AT&T’s Pipes Are Calling – WSJ

An AT&T store in San Rafael, Calif., May 17th.


Justin Sullivan / Getty Images


unloads its Warner Media property, but why did Time Warner buy it in the first place? For the same reason, Time Warner (Cable) bought AOL and Verizon bought Yahoo and


Universal bought. Call it marginal envy.

Since the birth of the commercial Internet in the 1990s, major network operators have complained that while they carry all the traffic, someone else always seems to be reaping the benefits. As you read this, AT & T’s market cap ($ 210 billion) is just slightly less than


($ 221 billion). And don’t even mention the market caps (or margins) of the web giants – you could stroke a telecommunications manager.

Richard Parsons, the Time Warner CEO who helped negotiate the AOL deal, liked to say that his cable company couldn’t afford to be a “dumb whistle.” To this day, the network operators – wireless, fiber, cable – fear to be stupid because the others seem to make all the money. You are not wrong with that. The mistake is to think that because you own the pipes, you can improve your pipe business by owning the contents too.

A look at Postmerger AT&T illustrates the problem. AT&T buys Time Warner and now owns Game of Thrones and everything else. It can differentiate itself from its competitors by delivering content to its cellular and landline subscribers – but that undermines the margins of the entertainment business. And for the consumer, it’s a marginal benefit. You’re likely paying for Netflix, too, and


subsidizes Netflix subscriptions for its customers (without having to own Netflix). So do you want a “free” HBO Max subscription to AT&T or a Netflix subscription to T-Mobile or Disney + to Verizon? Choose your poison.

AT&T has not improved its position by owning Time Warner. It has simply exported its eroding margins from the network business to the entertainment business.

The irony with all of this is that the public and official Washington have treated the carriers as villains of the internet world, even when the streamers, web giants and social networks stop for lunch. From the point of view of network owners, the whole controversy about network neutrality looks almost surreal. If internet service providers had the power to control what people see on the internet, they would certainly make more money than they do. But somehow 10-digit capitalization companies are playing the victim as carriers spend trillions on keeping the stupid pipes going.

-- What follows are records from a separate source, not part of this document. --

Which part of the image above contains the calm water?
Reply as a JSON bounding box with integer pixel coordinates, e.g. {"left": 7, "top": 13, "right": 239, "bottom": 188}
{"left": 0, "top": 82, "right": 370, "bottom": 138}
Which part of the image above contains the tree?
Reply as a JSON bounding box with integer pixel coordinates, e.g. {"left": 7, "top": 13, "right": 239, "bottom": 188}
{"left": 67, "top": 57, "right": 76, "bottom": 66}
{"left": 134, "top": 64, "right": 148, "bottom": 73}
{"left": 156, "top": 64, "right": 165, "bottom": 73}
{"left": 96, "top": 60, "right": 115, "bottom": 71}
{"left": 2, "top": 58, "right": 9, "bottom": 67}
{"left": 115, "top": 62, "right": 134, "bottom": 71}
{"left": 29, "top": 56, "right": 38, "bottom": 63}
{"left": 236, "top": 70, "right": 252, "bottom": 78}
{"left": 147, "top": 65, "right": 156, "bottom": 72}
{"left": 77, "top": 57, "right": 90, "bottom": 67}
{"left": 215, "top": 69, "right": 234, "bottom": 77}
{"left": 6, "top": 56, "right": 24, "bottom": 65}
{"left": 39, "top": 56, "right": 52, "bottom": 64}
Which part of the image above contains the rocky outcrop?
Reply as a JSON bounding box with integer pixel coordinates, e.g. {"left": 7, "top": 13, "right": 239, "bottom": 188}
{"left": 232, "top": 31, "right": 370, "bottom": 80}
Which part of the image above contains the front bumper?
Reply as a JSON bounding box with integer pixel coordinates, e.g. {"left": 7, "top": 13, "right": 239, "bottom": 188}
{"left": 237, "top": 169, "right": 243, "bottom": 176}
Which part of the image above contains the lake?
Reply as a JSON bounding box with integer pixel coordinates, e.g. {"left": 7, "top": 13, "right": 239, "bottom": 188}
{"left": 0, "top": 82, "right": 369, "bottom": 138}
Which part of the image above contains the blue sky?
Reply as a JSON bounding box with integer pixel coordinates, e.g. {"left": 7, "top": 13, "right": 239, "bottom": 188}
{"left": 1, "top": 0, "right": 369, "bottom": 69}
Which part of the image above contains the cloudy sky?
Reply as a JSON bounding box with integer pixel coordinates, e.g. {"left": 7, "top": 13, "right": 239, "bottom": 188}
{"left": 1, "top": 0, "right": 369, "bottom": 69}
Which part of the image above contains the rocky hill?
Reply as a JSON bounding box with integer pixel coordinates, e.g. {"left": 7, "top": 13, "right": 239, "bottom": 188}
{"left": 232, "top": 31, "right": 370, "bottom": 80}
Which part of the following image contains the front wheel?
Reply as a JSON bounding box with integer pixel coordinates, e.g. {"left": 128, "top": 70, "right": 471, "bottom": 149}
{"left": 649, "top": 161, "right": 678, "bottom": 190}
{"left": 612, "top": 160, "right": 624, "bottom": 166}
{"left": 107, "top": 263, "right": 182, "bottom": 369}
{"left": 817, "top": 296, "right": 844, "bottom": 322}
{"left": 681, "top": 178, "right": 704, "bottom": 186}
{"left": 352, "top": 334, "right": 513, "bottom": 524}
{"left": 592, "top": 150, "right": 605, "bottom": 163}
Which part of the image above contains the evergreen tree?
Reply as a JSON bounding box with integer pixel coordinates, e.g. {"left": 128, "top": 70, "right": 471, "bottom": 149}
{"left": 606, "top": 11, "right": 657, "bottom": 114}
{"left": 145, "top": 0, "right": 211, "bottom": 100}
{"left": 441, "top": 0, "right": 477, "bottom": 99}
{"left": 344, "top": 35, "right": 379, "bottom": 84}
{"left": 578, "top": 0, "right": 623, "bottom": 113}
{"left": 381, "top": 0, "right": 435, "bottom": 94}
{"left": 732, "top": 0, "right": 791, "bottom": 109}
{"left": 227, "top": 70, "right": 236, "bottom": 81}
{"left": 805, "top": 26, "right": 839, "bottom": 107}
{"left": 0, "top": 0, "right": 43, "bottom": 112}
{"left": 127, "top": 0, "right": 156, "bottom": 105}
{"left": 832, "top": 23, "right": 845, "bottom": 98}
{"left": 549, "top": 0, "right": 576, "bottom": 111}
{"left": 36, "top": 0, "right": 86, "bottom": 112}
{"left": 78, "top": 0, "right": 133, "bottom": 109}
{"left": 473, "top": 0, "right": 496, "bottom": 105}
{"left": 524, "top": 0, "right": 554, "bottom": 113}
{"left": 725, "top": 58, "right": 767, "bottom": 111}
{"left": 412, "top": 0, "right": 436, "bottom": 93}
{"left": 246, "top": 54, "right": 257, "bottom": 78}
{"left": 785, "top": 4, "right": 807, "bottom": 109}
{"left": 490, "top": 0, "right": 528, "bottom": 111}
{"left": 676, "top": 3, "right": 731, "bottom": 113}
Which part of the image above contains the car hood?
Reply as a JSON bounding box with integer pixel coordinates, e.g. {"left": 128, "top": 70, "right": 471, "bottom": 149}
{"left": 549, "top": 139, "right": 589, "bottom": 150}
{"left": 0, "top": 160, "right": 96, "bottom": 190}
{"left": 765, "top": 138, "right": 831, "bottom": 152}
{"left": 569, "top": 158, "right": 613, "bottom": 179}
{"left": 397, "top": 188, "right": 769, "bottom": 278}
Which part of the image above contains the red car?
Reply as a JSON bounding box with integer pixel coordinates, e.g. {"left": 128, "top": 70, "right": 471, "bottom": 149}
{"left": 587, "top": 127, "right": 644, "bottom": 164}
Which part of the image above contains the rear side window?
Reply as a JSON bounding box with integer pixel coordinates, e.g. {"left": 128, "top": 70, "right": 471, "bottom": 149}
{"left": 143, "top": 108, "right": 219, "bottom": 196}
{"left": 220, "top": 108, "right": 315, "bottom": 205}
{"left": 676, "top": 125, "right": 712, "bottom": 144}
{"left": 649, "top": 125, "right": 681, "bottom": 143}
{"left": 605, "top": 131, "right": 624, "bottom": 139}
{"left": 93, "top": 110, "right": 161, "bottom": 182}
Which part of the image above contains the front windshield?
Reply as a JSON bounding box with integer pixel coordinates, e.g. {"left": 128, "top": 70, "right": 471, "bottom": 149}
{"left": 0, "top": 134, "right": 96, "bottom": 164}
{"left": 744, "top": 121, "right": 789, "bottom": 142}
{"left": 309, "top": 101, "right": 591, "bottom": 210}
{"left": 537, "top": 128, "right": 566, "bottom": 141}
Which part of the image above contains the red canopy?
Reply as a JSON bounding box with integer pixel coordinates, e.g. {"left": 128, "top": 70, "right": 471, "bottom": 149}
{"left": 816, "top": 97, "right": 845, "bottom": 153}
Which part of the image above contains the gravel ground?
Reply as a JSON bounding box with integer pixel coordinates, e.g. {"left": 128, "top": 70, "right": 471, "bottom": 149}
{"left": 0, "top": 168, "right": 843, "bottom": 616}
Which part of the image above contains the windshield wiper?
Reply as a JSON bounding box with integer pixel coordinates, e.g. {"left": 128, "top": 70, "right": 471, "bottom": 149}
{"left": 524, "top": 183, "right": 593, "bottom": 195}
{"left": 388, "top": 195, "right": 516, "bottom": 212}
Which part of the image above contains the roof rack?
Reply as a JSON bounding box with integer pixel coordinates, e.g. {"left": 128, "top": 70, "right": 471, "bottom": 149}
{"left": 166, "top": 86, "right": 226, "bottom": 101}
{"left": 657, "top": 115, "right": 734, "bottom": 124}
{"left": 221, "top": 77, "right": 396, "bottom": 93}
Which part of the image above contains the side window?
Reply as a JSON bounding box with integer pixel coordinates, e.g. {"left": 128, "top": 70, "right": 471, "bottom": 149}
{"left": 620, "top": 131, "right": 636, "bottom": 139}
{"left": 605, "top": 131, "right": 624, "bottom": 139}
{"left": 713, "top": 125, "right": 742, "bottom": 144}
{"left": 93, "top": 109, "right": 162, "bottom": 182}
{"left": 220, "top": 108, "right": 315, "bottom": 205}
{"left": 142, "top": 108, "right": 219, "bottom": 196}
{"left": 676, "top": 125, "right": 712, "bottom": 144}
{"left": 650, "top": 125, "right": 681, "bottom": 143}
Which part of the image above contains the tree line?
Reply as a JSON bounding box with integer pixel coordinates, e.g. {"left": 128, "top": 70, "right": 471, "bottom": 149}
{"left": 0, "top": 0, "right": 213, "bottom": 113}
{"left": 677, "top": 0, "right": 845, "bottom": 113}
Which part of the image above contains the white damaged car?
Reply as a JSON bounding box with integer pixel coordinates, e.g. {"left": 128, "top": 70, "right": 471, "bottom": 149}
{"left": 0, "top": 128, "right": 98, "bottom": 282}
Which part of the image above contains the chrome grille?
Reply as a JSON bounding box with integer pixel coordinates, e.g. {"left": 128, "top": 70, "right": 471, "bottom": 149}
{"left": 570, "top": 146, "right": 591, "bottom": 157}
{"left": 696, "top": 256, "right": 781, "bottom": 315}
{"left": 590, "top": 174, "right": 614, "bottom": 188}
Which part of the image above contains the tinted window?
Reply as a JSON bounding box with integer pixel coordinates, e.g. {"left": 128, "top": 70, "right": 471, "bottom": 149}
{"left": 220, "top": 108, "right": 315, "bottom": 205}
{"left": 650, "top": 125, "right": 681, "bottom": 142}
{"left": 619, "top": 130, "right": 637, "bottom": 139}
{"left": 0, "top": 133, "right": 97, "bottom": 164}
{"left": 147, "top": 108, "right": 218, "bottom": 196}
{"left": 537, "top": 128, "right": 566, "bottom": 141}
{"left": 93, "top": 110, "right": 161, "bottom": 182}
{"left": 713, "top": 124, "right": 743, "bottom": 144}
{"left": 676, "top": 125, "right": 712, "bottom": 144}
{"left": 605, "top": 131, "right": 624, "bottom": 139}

The thing about pipes is, they’re not stupid. They are brilliant – at being pipes. Perhaps network operators like AT&T need to get better than trying to own what comes down the pipes.

To take


—One of the biggest beneficiaries of the network operators’ pipes. Amazon built up tons of computing capacity to handle peak loads on its website and a massive logistics operation to handle orders even at peak times. And then it turned all that excess capacity into one deal – or rather two. Amazon Web Services monetizes the additional computing power of Amazon and Amazon Marketplace enables other merchants to use the Amazon website.

The carriers could do the same with all of the unused capacity on their networks. It couldn’t be worse than overpaying content companies over and over again, only to dump them a few years later.

Mr. Ganley is the Chairman and CEO of Rivada Networks.

Main Street: Unlike Hollywood, at least the communists could make good films. Pictures: Everett Collection / AMPAS via Getty Images Composite: Mark Kelly

Copyright © 2020 Dow Jones & Company, Inc. All rights reserved. 87990cbe856818d5eddac44c7b1cdeb8

Published in the print edition of June 3, 2021.